I wrote back saying:

….. and, should that happen, would not it be the predictable and foreseeable consequence of the 36 year effort by Israeli government after Israeli government: to promote and expand Jewish settlements in the West Bank; to ignore and violate international law and United Nations resolutions; to oppress and humiliate the Palestinians while ignoring their civil rights and human rights complaints; and to frustrate, delay, stonewall and thwart fair, reasonable and just peace negotiations.

The latest statements by Dov Weisglass, Prime Minister Ariel Sharon’s senior advisor, in an interview to Haaretz, make quite clear what most of the world has known for years - the Israeli government has no intention of agreeing to the establishment of a viable Palestinian state.

"The significance of the disengagement plan is the freezing of the peace process," Weisglass, one of the initiators of the disengagement plan, said in an interview for the Friday Magazine. ….. “And when you freeze that process," Weisglass added, "you prevent the establishment of a Palestinian state, and you prevent a discussion on the refugees, the borders and Jerusalem. …..Effectively, this whole package called the Palestinian state, with all that it entails, has been removed indefinitely from our agenda.

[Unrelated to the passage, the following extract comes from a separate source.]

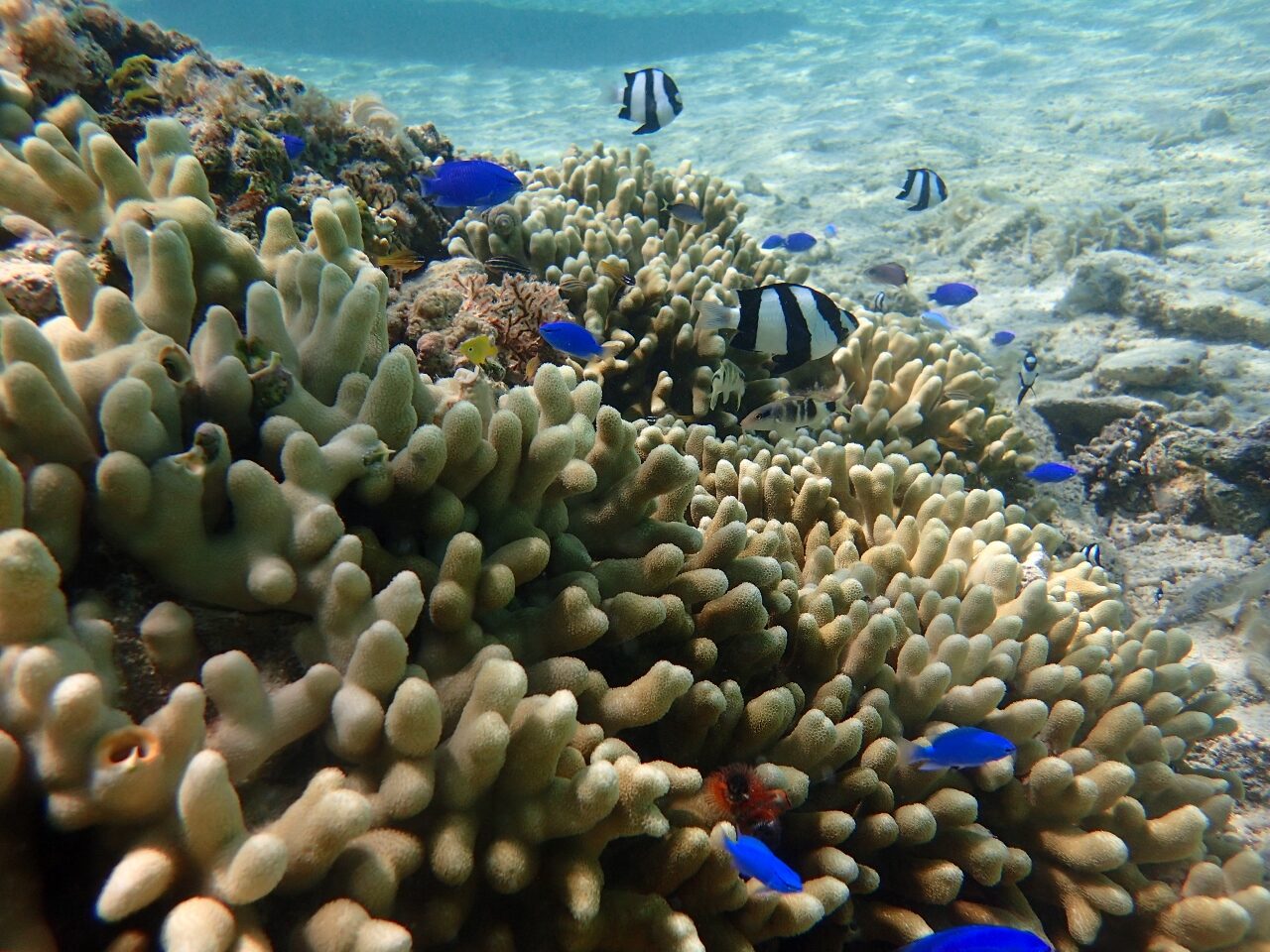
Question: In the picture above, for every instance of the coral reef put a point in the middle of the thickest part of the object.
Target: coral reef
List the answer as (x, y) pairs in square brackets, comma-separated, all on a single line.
[(444, 662)]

And all this with authority and permission … All with a presidential blessing and the ratification of both houses of Congress. ….. The disengagement is actually formaldehyde," he said. "It supplies the amount of formaldehyde that is necessary so there will not be a political process with the Palestinians."

For 17 years, I have usually included in my presentations and articles the following from Deuteronomy XVI 20 “Justice, Justice Shalt Thou Follow That Thou Mayest Live and Inherit the Land which the Lord Thy God Giveth Thee” and excerpts from the applicable footnoted material from the Hertz Edition including this sentence “And even as there is social justice, prescribing the duties of class to class, so there is international justice, which demands respect for the personality of each and every national group, and proclaims that no people can of right be robbed of its national life or territory, its language or spiritual heritage. “

If the Israeli government has indeed rejected the two-state solution, is there any option consistent with the Jewish principle of Justice, Justice Shalt Thou Pursue other than the one-state solution with Jews, Christians, Muslims and others all having equal rights?

Unknown said...

Yes, I posted it when it came out in the Times. It's at http://one-state.net/tarazi.html. I hope he's doing well; haven't heard a peep out of him since.

You're blog is now on my links page at http://one-state.net/links.html.

Since you're in Boston, you should know that Dan Burnstein is thinking about starting a local one state solution group there, and I'm strongly encouraging him to do that. It's kind of a hotbed of such activity, as I'm sure you know, and if you like I'll send some contacts I have there that you may not be aware of.

Roger

npro said...

Its a small world. I am a long-time friend of Ron Fox - and we have worked together on various small law-related projects - such as trying to make Harvard Law School more progressive. Roger and I are more recent buddies trying to make the ONe State group more active. Do we see a pattern here?